Let's say you were doing a problem using the speed of the Sun's
orbit around the Galaxy to work out the Galaxy's mass. OK, so
the Sun is about 8 kpc from the galactic center, and the orbital
speed is about 220 km/s. So you say
M = rv/G = 8000*220/4.43x10-3 = 4x107
Msun. Hmm that seems really small if the Galaxy really has
billions of stars in it, what went wrong? So let's check the units:
M = rv/G = [pc] * [km/s] / [pc (km/s)2 Msun-1]
- the pc on top and bottom cancel out
- Msun-1 on the bottom becomes Msun on the top
- one power of km/s on top divided by two powers of km/s
on the bottom leaves a km/s on the bottom
- so my final unit on my answer is Msun / (km/s) --
that's not a mass! So my answer can't be right, I've messed
up the velocity part!
and yes, that's the problem -- it's not M = rv/G, it's M=rv2/G.
If you plug the numbers into that correct expression, you get a
much more reasonable mass: 8.7x109 Msun. (Although
remember that's only the mass inside the Sun's orbital radius!)
So if you're numbers aren't working out, use unit analysis to
help track down a problem.
Answers have units, plots have labels
Numerical answers always have units -- make sure
you give them. Working out a distance to a globular cluster of
"7600" is not correct, it ought to be "7600 pc" or, better yet,
"7.6 kpc". When you make a plot, axes should be labeled both
with what they are showing and what the units are. For example,
a color magnitude diagram would have an x-axis label that says
"B-V [mags]" and a y-axis that says "mV [mags]", and
bright blue stars would be at the upper left of the plot!

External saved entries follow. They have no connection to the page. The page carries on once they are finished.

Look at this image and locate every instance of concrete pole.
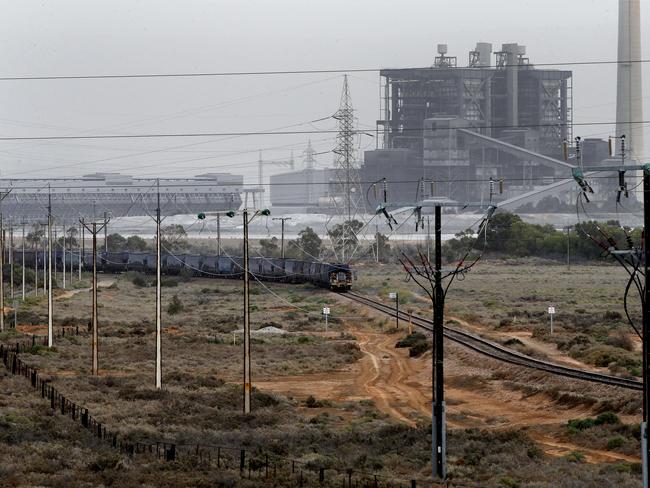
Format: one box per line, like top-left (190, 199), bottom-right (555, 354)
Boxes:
top-left (9, 225), bottom-right (14, 299)
top-left (21, 223), bottom-right (25, 300)
top-left (104, 211), bottom-right (108, 253)
top-left (0, 214), bottom-right (4, 332)
top-left (42, 236), bottom-right (46, 295)
top-left (217, 214), bottom-right (221, 255)
top-left (243, 209), bottom-right (251, 414)
top-left (78, 221), bottom-right (82, 280)
top-left (155, 180), bottom-right (162, 389)
top-left (47, 192), bottom-right (53, 348)
top-left (91, 222), bottom-right (98, 375)
top-left (62, 224), bottom-right (66, 289)
top-left (34, 237), bottom-right (38, 297)
top-left (53, 227), bottom-right (57, 285)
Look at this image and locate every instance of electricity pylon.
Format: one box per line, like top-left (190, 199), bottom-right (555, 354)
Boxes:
top-left (327, 75), bottom-right (363, 262)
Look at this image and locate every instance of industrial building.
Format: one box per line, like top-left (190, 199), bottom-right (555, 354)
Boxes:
top-left (0, 172), bottom-right (244, 221)
top-left (366, 42), bottom-right (585, 204)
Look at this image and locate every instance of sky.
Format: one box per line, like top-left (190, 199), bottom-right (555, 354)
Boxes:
top-left (0, 0), bottom-right (648, 186)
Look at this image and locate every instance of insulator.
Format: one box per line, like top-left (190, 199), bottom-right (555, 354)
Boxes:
top-left (563, 140), bottom-right (569, 161)
top-left (430, 181), bottom-right (435, 196)
top-left (382, 179), bottom-right (388, 203)
top-left (608, 137), bottom-right (615, 157)
top-left (499, 179), bottom-right (504, 194)
top-left (372, 184), bottom-right (377, 199)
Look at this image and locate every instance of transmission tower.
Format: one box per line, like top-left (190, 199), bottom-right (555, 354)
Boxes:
top-left (303, 140), bottom-right (316, 205)
top-left (328, 75), bottom-right (363, 262)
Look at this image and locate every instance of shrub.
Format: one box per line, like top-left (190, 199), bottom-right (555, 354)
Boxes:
top-left (167, 295), bottom-right (184, 315)
top-left (409, 341), bottom-right (431, 357)
top-left (567, 418), bottom-right (595, 432)
top-left (606, 436), bottom-right (625, 450)
top-left (395, 332), bottom-right (427, 348)
top-left (131, 274), bottom-right (148, 287)
top-left (604, 310), bottom-right (623, 321)
top-left (595, 411), bottom-right (620, 426)
top-left (564, 451), bottom-right (586, 463)
top-left (161, 277), bottom-right (179, 287)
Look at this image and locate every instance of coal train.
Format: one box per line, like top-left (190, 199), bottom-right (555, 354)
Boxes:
top-left (16, 250), bottom-right (353, 292)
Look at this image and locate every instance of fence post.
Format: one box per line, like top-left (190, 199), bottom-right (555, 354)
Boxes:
top-left (240, 450), bottom-right (245, 474)
top-left (299, 470), bottom-right (303, 487)
top-left (348, 470), bottom-right (352, 488)
top-left (81, 409), bottom-right (88, 428)
top-left (265, 455), bottom-right (269, 478)
top-left (11, 354), bottom-right (17, 374)
top-left (411, 481), bottom-right (416, 488)
top-left (31, 370), bottom-right (36, 387)
top-left (32, 335), bottom-right (35, 347)
top-left (320, 468), bottom-right (325, 484)
top-left (166, 444), bottom-right (176, 461)
top-left (60, 396), bottom-right (65, 415)
top-left (50, 388), bottom-right (55, 409)
top-left (217, 447), bottom-right (221, 468)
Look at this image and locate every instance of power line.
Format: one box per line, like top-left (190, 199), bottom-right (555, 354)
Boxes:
top-left (0, 173), bottom-right (640, 192)
top-left (1, 119), bottom-right (649, 142)
top-left (1, 59), bottom-right (650, 82)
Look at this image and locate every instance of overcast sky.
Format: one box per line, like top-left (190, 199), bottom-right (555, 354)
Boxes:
top-left (0, 0), bottom-right (648, 185)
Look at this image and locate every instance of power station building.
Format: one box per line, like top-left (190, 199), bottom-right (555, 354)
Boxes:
top-left (366, 42), bottom-right (585, 204)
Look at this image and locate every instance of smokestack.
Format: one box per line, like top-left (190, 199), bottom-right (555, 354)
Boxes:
top-left (616, 0), bottom-right (644, 163)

And while we are on the subject of plots, if you are making an x-y plot
and y spans more than an order of magnitude, don't plot it on a linear
plot! Either plot log(y), or use a plot with a logarithmic y-axis. (The
same goes for x, of course!)
Don't write out every digit your calculator displays!

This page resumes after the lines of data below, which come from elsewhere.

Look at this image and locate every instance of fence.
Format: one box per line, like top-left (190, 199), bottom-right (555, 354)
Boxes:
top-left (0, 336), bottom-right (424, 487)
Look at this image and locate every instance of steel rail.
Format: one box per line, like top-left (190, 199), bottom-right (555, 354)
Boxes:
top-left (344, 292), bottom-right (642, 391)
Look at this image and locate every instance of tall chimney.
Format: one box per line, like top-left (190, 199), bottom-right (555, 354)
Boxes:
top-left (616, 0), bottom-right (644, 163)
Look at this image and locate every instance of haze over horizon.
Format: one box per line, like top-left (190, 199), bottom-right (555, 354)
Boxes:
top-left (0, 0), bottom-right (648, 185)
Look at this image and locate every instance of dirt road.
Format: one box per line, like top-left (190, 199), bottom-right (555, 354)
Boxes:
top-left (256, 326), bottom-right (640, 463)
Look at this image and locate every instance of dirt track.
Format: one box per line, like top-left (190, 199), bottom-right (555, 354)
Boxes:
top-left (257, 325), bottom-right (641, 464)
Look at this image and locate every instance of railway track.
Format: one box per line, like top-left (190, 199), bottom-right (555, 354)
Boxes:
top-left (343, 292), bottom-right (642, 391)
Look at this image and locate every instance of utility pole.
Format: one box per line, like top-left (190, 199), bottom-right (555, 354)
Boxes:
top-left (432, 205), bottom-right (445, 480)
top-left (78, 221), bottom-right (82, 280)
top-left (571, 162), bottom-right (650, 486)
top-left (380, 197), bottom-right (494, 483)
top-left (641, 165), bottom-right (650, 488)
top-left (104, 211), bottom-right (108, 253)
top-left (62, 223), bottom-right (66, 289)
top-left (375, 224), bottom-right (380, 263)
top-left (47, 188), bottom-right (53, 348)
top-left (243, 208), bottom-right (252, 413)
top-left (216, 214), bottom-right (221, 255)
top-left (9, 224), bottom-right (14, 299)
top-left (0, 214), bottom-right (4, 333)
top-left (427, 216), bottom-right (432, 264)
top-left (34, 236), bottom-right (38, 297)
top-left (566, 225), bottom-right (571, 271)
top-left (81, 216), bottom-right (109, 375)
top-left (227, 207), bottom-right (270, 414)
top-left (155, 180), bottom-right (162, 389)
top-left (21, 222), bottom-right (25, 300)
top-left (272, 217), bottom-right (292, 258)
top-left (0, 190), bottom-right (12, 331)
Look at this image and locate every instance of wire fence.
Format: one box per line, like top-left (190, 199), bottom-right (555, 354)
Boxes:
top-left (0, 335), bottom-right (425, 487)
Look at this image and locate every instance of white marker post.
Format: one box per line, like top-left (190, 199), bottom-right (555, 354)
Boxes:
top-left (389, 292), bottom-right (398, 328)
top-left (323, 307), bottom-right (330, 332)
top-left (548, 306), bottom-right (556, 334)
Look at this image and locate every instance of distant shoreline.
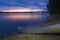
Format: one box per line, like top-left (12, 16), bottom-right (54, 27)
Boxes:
top-left (0, 11), bottom-right (48, 13)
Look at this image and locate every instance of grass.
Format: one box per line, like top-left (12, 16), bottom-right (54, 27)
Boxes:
top-left (2, 33), bottom-right (60, 40)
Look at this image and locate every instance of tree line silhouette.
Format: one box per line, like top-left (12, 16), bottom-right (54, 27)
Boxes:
top-left (47, 0), bottom-right (60, 20)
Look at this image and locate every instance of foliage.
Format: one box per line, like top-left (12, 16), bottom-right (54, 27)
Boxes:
top-left (47, 0), bottom-right (60, 15)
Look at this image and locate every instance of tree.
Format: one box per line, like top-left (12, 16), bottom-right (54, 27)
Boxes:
top-left (47, 0), bottom-right (60, 20)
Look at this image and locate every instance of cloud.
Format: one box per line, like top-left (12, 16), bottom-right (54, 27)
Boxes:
top-left (0, 0), bottom-right (48, 10)
top-left (0, 0), bottom-right (48, 6)
top-left (0, 6), bottom-right (40, 11)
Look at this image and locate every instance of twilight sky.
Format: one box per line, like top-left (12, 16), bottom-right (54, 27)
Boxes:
top-left (0, 0), bottom-right (48, 10)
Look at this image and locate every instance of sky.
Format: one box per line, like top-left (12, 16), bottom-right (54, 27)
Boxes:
top-left (0, 0), bottom-right (48, 10)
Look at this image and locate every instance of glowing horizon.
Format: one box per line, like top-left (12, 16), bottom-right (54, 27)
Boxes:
top-left (0, 8), bottom-right (44, 12)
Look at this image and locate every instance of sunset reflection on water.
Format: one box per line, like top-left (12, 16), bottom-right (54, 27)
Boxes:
top-left (4, 13), bottom-right (42, 21)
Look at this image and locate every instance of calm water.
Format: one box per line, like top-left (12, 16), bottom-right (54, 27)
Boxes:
top-left (0, 12), bottom-right (50, 38)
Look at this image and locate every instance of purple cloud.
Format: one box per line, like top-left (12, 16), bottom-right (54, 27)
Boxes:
top-left (0, 0), bottom-right (48, 10)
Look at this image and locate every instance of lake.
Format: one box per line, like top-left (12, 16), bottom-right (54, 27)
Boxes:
top-left (0, 12), bottom-right (50, 38)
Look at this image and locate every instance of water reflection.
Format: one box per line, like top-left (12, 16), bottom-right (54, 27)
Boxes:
top-left (4, 13), bottom-right (42, 21)
top-left (0, 12), bottom-right (50, 38)
top-left (0, 12), bottom-right (50, 25)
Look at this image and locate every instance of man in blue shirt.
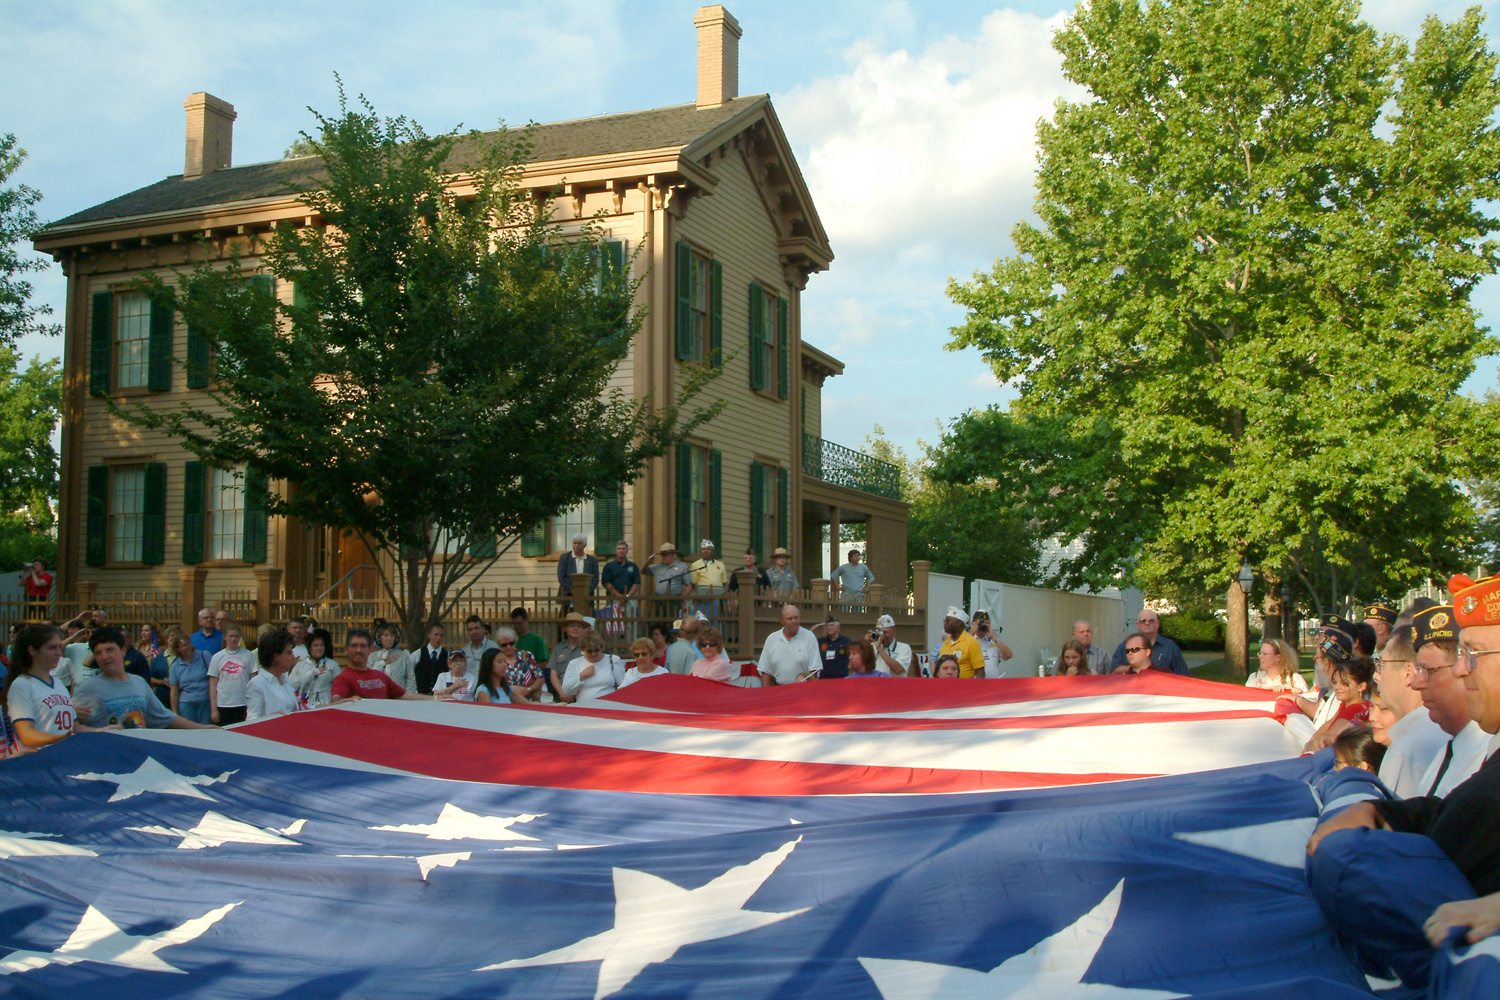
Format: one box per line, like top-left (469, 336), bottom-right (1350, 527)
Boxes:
top-left (600, 541), bottom-right (642, 640)
top-left (189, 607), bottom-right (224, 657)
top-left (1110, 609), bottom-right (1189, 674)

Think about significant digits, not necessarily in
the strict sense, but in terms of common sense. If I said to you
that Columbus was 140 miles away and you were driving 75 mph, I
hope you wouldn't tell me it would take 1.86666666667 hours to
get there, right? (Plus, why would you want to go to Clodumbus?)
Stop quoting digits where they stop being meaningful. Sometimes
"meaningful" will have a quantitative definition -- for example,
how the answer compares to the uncertainty -- other times it
will have a common sense answer based on the quality of the
assumptions.
Comment on Wrong Answers
If you work out an answer that you know to be
wrong, please say so! For example, if you work out the distance
to a star and get a number like 3.31234x106 meters, please
tell me you know that's a wrong answer, otherwise I'll worry
that you think that star really is located in Los Angeles!
(Plus, shouldn't you have worked it out in parsecs, anyway?).
Tell me that it's wrong, give me some idea of where you think
your error might have happened. Don't just write down an answer
that you know to be wrong and leave it there without comment.
Think about the Results
Arriving at a quantitative answer or making a plot
is never the end of an exercise. After you've done the analysis,
you need to comment on what it means! Again, just about every
scientific paper has a "Discussion" section after the "Results"
section (even if they are not formally labelled like that), and
you should take the same approach. Don't just attach a plot and
walk off stage -- instead, talk about how your result fits in
with the bigger picture of whatever the problem is talking
about.
Also, often times I will ask you to comment on sources of
uncertainty or error. Don't just say "the data could be bad" --
that's kind of a "duh" comment. Of course, the data can always
be bad. Instead, I'm asking you to comment on sources of
systematic uncertainty -- problems with any assumptions that
were made, or with how the data might have been collected, etc
-- and how that uncertainty affects your answer/result. For
example, if I gave you a color-magnitude diagram and asked you
why the spread in the main sequnce got worse for low mass stars,
saying "the apparent magnitudes of the stars might be wrong" is
a duh answer, but saying "low mass stars are intrinsically low
luminosity, and measuring accurate colors and magnitudes becomes
harder as you go fainter, so there is just more measurement error for low mass stars" is a much more thoughtful answer.